Apesar de o estudo se concentrar na população acima dos 60 anos, para os pesquisadores ele dialoga com a questão da vacinação infantil. Aprovada na segunda quinzena de dezembro de 2021, a imunização do público de 5 a 11 anos foi iniciada na segunda quinzena de janeiro de 2022, coincidindo com o pico da variante Ômicron do sars-cov-2. Os questionamentos criados em torno da vacinação infantil contribuíram para o que os pesquisadores chamam de “hesitação vacinal”, ou seja, dúvidas por parte da população em relação à segurança e à eficácia dos imunizantes.

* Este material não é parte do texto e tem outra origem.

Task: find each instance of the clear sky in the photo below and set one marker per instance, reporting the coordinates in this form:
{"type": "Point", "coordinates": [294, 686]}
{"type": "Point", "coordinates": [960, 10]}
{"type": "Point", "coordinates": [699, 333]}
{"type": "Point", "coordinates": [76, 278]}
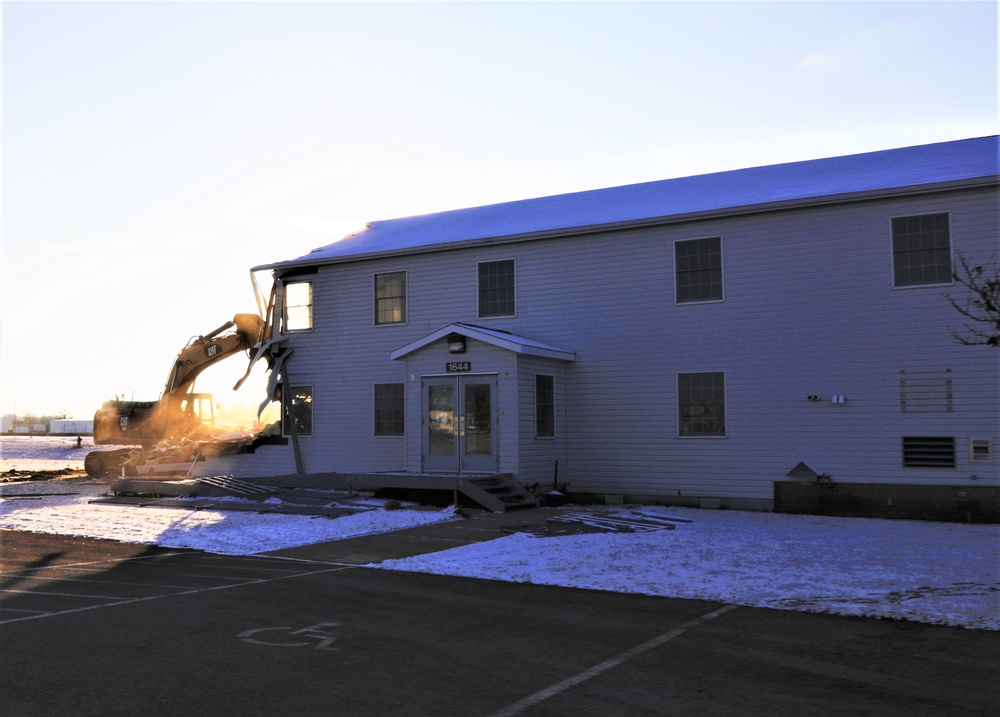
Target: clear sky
{"type": "Point", "coordinates": [153, 152]}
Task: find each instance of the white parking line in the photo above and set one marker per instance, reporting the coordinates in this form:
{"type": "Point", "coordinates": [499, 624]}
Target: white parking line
{"type": "Point", "coordinates": [130, 601]}
{"type": "Point", "coordinates": [559, 687]}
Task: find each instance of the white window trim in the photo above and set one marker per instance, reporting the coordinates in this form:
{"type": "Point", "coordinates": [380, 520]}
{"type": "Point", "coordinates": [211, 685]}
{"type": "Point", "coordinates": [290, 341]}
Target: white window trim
{"type": "Point", "coordinates": [286, 418]}
{"type": "Point", "coordinates": [725, 405]}
{"type": "Point", "coordinates": [386, 436]}
{"type": "Point", "coordinates": [311, 305]}
{"type": "Point", "coordinates": [722, 271]}
{"type": "Point", "coordinates": [892, 252]}
{"type": "Point", "coordinates": [496, 316]}
{"type": "Point", "coordinates": [989, 450]}
{"type": "Point", "coordinates": [555, 407]}
{"type": "Point", "coordinates": [406, 300]}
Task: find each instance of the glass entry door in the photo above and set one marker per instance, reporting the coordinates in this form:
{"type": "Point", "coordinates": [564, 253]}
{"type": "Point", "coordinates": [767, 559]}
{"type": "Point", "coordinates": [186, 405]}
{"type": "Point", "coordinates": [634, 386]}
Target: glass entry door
{"type": "Point", "coordinates": [459, 415]}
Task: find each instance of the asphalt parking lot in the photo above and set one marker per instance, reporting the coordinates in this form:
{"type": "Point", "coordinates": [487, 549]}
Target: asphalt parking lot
{"type": "Point", "coordinates": [94, 627]}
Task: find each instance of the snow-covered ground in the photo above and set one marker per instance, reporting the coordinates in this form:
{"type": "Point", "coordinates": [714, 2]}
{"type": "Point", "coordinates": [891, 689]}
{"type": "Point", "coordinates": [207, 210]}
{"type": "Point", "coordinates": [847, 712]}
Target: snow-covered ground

Marcelo Gomes – Foto: Reprodução/Twitter

Desde o início da pandemia, em março de 2020, a covid-19 já causou a morte de cerca de 689 mil pessoas no País.

Os autores do paper que está sendo publicado na The Lancet Regional Health Americas tiveram apoio da Fundação de Amparo à Pesquisa do Estado de São Paulo (Fapesp), Coordenação de Aperfeiçoamento de Pessoal de Nível Superior (Capes), Conselho Nacional de Desenvolvimento Científico e Tecnológico (CNPq), Fundação de Amparo à Pesquisa do Estado do Rio de Janeiro (Faperj) e Inova Fiocruz.